The police had said that the raid was ‘intelligence-led’. In the words of the head of the Metropolitan Police terror branch, Deputy Assistant Commissioner Peter Clarke: ‘The purpose of the investigation, after ensuring public safety, is to prove or disprove the intelligence that we have received.’
What kind of intelligence is it, that is so flimsy that the police do not have any proof to back up their suspicions, so that the raid is a gigantic, heavy handed and deadly ‘fishing expedition’ to establish whether the ‘intelligence’ is worthless or whether it has any basis?
What kind of insurance of public safety is there when an unarmed man is nearly killed, and another sustains head injuries?
The ‘intelligence’, if any, seems to have been ‘gossip’ of one kind or another, possibly coming from police informants who profit by passing on tittle tattle.
It surely should be, to set a small army of heavily armed police into a single street and a single home, with all of the fear and agitation that this creates, that there has to be some concrete evidence to back it up, not just speculation.
There was no concrete evidence in this case, as there was no concrete evidence in the case of the police murder of Jean Charles de Menezes.
And yet the police still went in with massive force. This is because they are being encouraged to do so by draconian government legislation undermining basic rights, and by all of the propaganda that they are fighting a ‘war on terror’ and a ‘war of civilisations’ etc.
The young workers in the Forest Gate area who said that Friday’s raid was an attempt to cow and intimidate the Muslim working class community of that area have made a correct point.

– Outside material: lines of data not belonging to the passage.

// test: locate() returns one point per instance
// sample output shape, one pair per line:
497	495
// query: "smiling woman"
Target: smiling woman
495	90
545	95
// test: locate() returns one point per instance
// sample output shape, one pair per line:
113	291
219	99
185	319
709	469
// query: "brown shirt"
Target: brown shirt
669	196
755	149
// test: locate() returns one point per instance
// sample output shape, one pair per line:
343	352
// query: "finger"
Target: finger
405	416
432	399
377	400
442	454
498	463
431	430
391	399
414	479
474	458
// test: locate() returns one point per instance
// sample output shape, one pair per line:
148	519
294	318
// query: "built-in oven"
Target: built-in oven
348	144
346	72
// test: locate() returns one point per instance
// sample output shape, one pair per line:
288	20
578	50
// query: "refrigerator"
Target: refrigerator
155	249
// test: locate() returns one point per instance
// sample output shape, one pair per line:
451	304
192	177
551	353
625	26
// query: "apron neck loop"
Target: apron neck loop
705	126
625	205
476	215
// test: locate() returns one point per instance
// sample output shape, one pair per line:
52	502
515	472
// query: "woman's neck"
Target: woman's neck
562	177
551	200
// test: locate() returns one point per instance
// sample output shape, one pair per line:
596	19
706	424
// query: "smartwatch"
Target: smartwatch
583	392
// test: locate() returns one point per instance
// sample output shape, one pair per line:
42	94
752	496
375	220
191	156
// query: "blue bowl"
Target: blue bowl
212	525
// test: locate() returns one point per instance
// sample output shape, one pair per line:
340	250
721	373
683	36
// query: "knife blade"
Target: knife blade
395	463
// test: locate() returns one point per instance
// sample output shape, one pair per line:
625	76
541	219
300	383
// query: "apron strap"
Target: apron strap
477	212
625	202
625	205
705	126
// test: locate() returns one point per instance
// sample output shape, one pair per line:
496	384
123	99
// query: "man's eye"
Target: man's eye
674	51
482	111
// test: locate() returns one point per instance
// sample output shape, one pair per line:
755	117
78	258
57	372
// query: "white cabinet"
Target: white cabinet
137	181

The state is seeking to intimidate the Muslim community and fill it with fear about what will happen to it at the hands of the state if members of the Muslim community step out of line. As one local resident said it is possible that you could disappear into a camp like Guantanamo Bay.
The British government has had a lot to do with Jordan and Egypt recently, signing mutually binding documents that if Britain returns Jordanians and Egyptians to their countries and vice versa they will not be subjected to torture.
However, the British government seems to be picking up some of the finer points about how these regimes function.
In fact, they control ‘potentially subversive’ sections of the population by keeping them in a state of fear.
The terror raid we saw in Forest Gate last Friday morning shows the British government is adopting the same policy.
In fact, British government policy has been, the more that it gets involved in aggressive wars and actions against Iraq, Afghanistan and now Iran, the more it needs to suspend basic rights at home to deal with ‘disaffected’ British citizens.
The police can hold the two brothers in custody without charge for 14 days. Just think what they would be able to get them to confess to, if Blair had had his way, and a 90-day period of police custody had been adopted.
The British government’s policy is a war on two fronts, in Iraq and the Gulf, and against the working class at home.
There is only one way to deal with this crisis. That is to bring down the Blair government, and to bring in a workers’ government that will smash the capitalist state and carry out socialist policies at home and abroad.